The opinion of the court was delivered by: MUKASEY
MICHAEL B. MUKASEY, U.S.D.J.
However true it may be that, as the judicial bromide has it, hard cases make bad law,
it is truer still that bad law makes hard cases. This is one of them.
As set forth in greater detail below, the petitioner in this case, Rafael Flores, was convicted in Supreme Court, Bronx County, of sodomy in the first degree in violation of New York Penal Law § 130.50, "arising out of his deviate sexual intercourse with a six-year-old boy who lived in [his] apartment building." People v. Flores, 84 N.Y.2d 184, 186, 615 N.Y.S.2d 662, 639 N.E.2d 19 (1994). At trial, the prosecutor failed to turn over to defense counsel until after the verdict a police officer's memo book that contained a brief record of information arguably provided by the victim's mother, who testified at trial. The bad law in question is a rule fashioned by the New York Court of Appeals, holding that failure by a prosecutor to turn over to a defendant before the close of evidence the prior statement of a witness called by the prosecutor at trial is automatically grounds for a new trial, with no harmless error analysis permitted if the issue is raised on direct appeal of the conviction rather than on collateral attack. Failure to deliver such material "constitutes per se error requiring that the conviction be reversed and a new trial ordered." People v. Ranghelle, 69 N.Y.2d 56, 63, 511 N.Y.S.2d 580, 585, 503 N.E.2d 1011 (1986) (citation omitted). "The reasoning that spawned the Rosario rule [requiring such statements to be turned over to defense counsel] led us also to eschew harmless error analysis in cases arising during direct appeal in which the defendant was deprived of Rosario material at trial." People v. Banch, 80 N.Y.2d 610, 615, 593 N.Y.S.2d 491, 494, 608 N.E.2d 1069 (1992) (citations omitted). See also People v. Young, 79 N.Y.2d 365, 370, 582 N.Y.S.2d 977, 980, 591 N.E.2d 1163 (1992). Flores' lawyer at trial failed to take advantage of that rule, conceding instead that the entry in the memo book would have made no difference in what he did or how he questioned the mother at trial. Flores' petition in this court, pursuant to 28 U.S.C. § 2254, argues that his lawyer's candor deprived him of an automatic new trial and therefore of the effective assistance of counsel within the meaning of Strickland v. Washington, 466 U.S. 668, 80 L. Ed. 2d 674, 104 S. Ct. 2052 (1984).

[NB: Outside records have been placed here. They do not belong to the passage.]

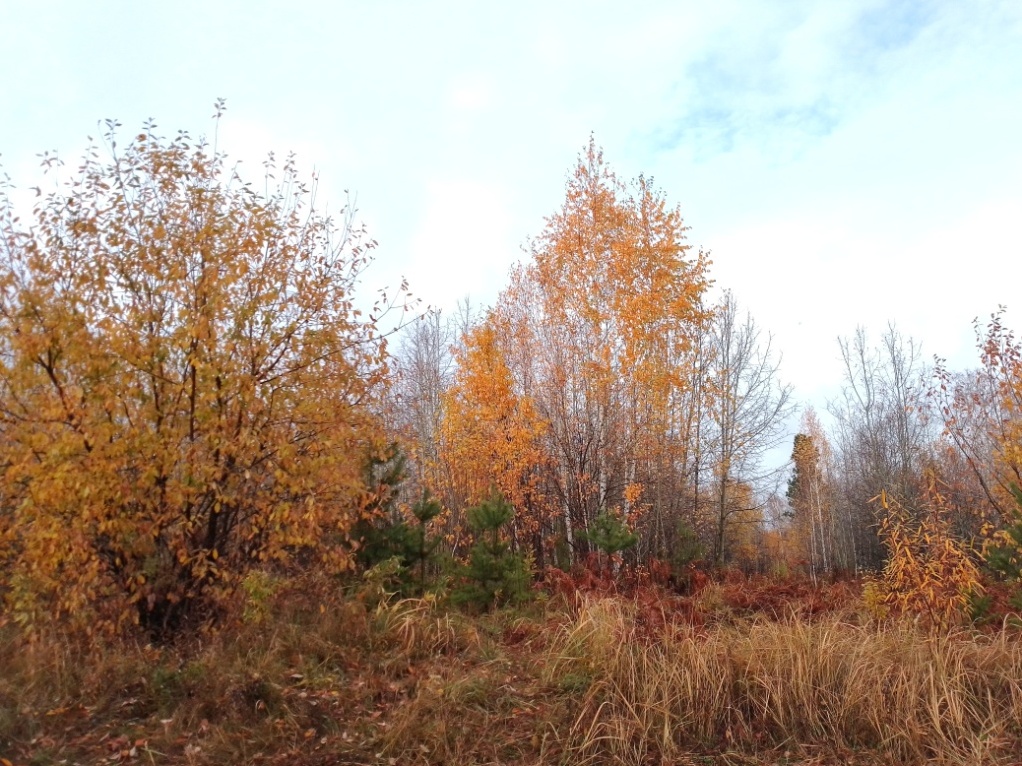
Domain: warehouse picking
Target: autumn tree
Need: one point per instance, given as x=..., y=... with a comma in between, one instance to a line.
x=882, y=437
x=981, y=412
x=810, y=497
x=605, y=317
x=747, y=405
x=187, y=388
x=491, y=436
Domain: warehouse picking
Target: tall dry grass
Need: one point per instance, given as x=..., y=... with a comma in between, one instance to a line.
x=890, y=689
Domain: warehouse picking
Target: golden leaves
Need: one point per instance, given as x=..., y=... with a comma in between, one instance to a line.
x=186, y=390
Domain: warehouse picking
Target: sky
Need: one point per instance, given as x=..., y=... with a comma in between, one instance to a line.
x=845, y=163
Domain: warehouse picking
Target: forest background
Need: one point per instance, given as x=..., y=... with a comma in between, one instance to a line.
x=207, y=407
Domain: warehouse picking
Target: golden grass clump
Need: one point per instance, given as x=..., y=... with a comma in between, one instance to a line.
x=900, y=693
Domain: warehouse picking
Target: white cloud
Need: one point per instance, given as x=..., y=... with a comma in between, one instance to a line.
x=461, y=243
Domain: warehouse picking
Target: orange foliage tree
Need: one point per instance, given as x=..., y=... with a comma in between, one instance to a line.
x=603, y=322
x=491, y=436
x=186, y=387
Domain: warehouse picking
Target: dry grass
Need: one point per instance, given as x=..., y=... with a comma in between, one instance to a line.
x=320, y=678
x=768, y=685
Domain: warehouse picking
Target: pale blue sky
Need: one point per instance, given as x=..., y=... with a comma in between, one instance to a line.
x=846, y=162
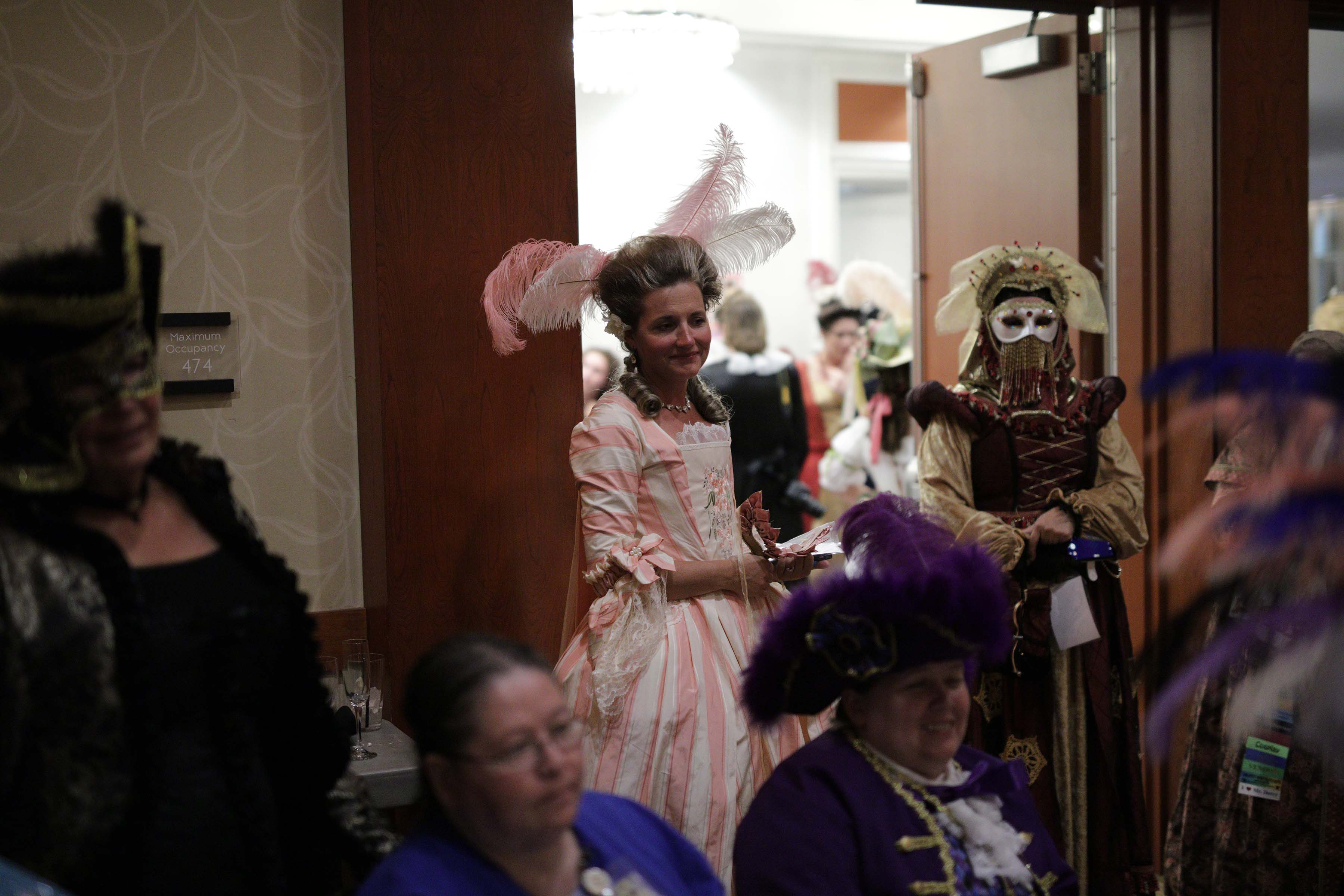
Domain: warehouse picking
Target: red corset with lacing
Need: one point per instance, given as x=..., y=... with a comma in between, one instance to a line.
x=1017, y=461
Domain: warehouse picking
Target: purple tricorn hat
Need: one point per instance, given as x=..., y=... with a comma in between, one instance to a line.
x=909, y=597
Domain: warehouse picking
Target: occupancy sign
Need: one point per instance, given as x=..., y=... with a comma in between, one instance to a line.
x=197, y=354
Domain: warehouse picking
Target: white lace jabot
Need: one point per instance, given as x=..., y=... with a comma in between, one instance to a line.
x=992, y=846
x=703, y=435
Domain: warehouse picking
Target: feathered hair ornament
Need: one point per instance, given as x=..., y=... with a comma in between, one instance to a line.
x=909, y=597
x=1269, y=553
x=978, y=280
x=551, y=285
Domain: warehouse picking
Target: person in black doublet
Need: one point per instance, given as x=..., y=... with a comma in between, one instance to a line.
x=769, y=422
x=165, y=726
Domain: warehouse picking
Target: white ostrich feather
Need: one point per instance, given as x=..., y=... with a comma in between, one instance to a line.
x=749, y=238
x=713, y=197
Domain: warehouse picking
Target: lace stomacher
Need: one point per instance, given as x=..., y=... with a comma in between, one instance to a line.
x=703, y=435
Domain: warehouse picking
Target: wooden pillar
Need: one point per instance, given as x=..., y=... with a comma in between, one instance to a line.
x=1211, y=199
x=461, y=144
x=1263, y=124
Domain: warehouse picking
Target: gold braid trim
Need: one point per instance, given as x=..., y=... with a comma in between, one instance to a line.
x=936, y=837
x=85, y=311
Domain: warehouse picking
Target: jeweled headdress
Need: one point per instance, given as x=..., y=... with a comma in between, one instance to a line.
x=76, y=332
x=550, y=285
x=909, y=597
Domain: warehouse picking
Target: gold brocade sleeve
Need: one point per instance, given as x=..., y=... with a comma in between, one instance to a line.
x=945, y=492
x=1113, y=510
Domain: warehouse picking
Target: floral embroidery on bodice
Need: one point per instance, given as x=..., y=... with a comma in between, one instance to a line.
x=707, y=451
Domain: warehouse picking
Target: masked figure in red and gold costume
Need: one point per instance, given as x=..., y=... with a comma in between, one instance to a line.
x=1030, y=463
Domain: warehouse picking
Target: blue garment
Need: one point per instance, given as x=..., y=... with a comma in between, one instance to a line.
x=828, y=822
x=616, y=835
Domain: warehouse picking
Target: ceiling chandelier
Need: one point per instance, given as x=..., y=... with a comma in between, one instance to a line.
x=625, y=52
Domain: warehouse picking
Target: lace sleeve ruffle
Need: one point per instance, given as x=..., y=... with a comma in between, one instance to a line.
x=629, y=618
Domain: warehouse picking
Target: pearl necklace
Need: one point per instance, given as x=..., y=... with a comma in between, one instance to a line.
x=679, y=409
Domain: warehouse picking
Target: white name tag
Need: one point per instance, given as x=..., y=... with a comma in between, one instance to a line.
x=1070, y=616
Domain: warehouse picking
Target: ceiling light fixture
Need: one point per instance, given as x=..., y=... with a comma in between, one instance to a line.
x=625, y=52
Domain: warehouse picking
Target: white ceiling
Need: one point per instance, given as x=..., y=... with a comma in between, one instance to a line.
x=897, y=25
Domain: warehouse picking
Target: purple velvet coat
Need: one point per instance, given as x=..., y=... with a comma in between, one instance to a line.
x=828, y=822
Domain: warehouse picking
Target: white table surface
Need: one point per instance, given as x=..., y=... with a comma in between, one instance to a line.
x=393, y=775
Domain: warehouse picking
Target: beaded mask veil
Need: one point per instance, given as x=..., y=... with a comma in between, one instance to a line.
x=76, y=334
x=1029, y=371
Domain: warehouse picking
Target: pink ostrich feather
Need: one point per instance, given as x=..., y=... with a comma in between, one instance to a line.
x=561, y=295
x=510, y=284
x=713, y=197
x=749, y=238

Because of the New York rule referred to above, this case cannot be decided based merely on a straightforward analysis of whether petitioner was deprived in any meaningful sense of a fair trial. See, e.g., Rosario v. Kuhlman, 839 F.2d 918, 925 (2d Cir. 1988) ("The writ would issue only where [the] petitioner can show that the error deprived [him] of a fundamentally fair trial.") (quoting Taylor v. Curry, 708 F.2d 886, 891 (2d Cir.), cert. denied, 464 U.S. 1000, 78 L. Ed. 2d 694, 104 S. Ct. 503 (1983)) (emphasis in original). Instead, what follows is a detailed review of the procedural course of this case through the state courts and before a Magistrate Judge of this court, a discussion of why I cannot affirm on the grounds set forth in the Report,
a brief foray into habeas corpus procedure in federal courts before enactment of the Antiterrorism and Effective Death Penalty Act of 1996, 110 Stat. 1214, ("AEDPA"), findings of fact based on an evidentiary hearing I felt the need to hold, application of the rule at issue to the facts disclosed at that hearing, and finally resolution of a state law question never examined by the courts of New York on either direct review or collateral attack of Flores' conviction: whether the withheld material was the "duplicative equivalent" of material that was turned over, within the meaning of People v. Consolazio, 40 N.Y.2d 446, 454, 387 N.Y.S.2d 62, 66, 354 N.E.2d 801 (1976), and related cases, and therefore whether there was no violation of the rule at issue in the first place and hence no prejudice to Flores from whatever defects there may have been in the assistance provided by his counsel.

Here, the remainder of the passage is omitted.